One of the strongest and most distinctive aspects of the reform is the way equity is being embedded institutionally rather than simply celebrated rhetorically.
The official documents make equity one of the review’s primary aims. More specifically, Recommendation 1 proposes a more equitable system for First Nations people, including creation of a First Nations advisory structure with formal links into PBAC- and MSAC-related processes. The summary recommendations also foreground inequities affecting children and people in rural and remote settings. Equity is being treated as a design principle of HTA policy, not an afterthought.
That is a serious shift. Traditional HTA has often been strongest when measuring aggregate efficiency: cost per QALY, average effect, total budget impact. Equity asks different questions. Who gains? Who is excluded by current evidence rules? Which communities are disadvantaged by standard pathways? Which technologies are clinically valuable precisely because they address populations historically poorly served by mainstream models of evidence and access?
The Australian reform does not claim to answer these questions neatly. But it does something important: it makes them structurally visible in governance, methods, and process design. Supporting literature on operationalising equity in HTA deliberation in Australia points in the same direction, arguing for more explicit consideration of distributional consequences and who benefits from funding decisions.

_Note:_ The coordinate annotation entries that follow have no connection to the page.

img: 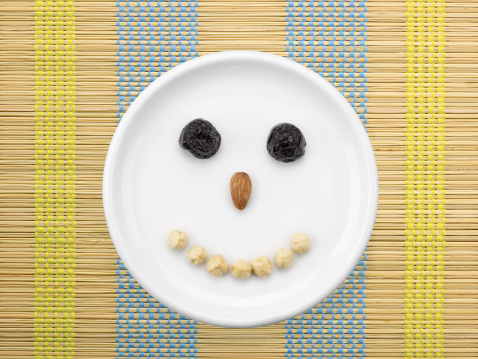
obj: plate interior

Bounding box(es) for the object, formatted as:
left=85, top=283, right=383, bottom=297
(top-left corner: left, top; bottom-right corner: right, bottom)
left=104, top=52, right=377, bottom=326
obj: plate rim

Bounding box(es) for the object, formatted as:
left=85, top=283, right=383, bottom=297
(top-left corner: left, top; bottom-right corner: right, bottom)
left=102, top=50, right=379, bottom=328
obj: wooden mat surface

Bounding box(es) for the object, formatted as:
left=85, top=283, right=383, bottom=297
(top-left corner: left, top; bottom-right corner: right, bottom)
left=0, top=0, right=478, bottom=358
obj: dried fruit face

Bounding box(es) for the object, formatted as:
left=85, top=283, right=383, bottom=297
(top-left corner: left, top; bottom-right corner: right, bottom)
left=267, top=123, right=306, bottom=163
left=179, top=118, right=221, bottom=159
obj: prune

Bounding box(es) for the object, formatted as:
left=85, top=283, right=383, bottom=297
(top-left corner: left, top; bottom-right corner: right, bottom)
left=267, top=123, right=306, bottom=163
left=179, top=118, right=221, bottom=159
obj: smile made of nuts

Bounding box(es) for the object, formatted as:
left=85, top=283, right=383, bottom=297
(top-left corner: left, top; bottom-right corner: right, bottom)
left=168, top=231, right=310, bottom=279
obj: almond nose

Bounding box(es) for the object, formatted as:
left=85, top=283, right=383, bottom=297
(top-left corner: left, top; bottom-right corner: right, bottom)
left=231, top=172, right=252, bottom=211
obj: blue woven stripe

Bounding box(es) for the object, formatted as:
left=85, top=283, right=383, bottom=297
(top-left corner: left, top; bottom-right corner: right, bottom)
left=116, top=1, right=198, bottom=358
left=286, top=0, right=367, bottom=358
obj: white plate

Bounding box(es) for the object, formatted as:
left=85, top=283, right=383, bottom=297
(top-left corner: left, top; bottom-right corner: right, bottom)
left=103, top=51, right=378, bottom=327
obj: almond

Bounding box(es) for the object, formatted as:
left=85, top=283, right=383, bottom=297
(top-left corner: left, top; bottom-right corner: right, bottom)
left=231, top=172, right=252, bottom=211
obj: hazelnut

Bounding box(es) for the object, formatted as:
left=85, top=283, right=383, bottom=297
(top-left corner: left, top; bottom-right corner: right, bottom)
left=252, top=256, right=272, bottom=277
left=290, top=233, right=310, bottom=253
left=206, top=254, right=229, bottom=277
left=188, top=245, right=207, bottom=265
left=168, top=229, right=188, bottom=249
left=231, top=259, right=252, bottom=278
left=275, top=248, right=294, bottom=268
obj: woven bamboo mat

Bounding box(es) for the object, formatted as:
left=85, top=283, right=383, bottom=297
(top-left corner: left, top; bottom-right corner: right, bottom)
left=0, top=0, right=478, bottom=358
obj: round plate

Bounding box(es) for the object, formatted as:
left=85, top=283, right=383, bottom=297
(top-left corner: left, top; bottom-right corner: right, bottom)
left=103, top=51, right=378, bottom=327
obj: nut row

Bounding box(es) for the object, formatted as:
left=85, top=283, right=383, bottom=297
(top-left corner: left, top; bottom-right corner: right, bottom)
left=168, top=230, right=310, bottom=279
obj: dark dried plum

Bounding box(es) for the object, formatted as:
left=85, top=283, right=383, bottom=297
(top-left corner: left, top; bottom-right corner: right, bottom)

That has implications for sponsors. Claims around First Nations health, paediatric unmet need, rare disease, remote access, and service inequity are likely to matter more when they are embedded in the logic of reform rather than left as peripheral advocacy.
Transparency and engagement are being treated as design problems, not public-relations problems
Marcus Sellars and colleagues’ qualitative study is valuable because it shows HTA committee work as a human, deliberative process shaped by evidentiary rigour, commercial confidentiality, stakeholder expectations, and public accountability. Their work explores how decision-makers experience committee processes and how competing pressures can complicate recommendations on subsidising new technologies.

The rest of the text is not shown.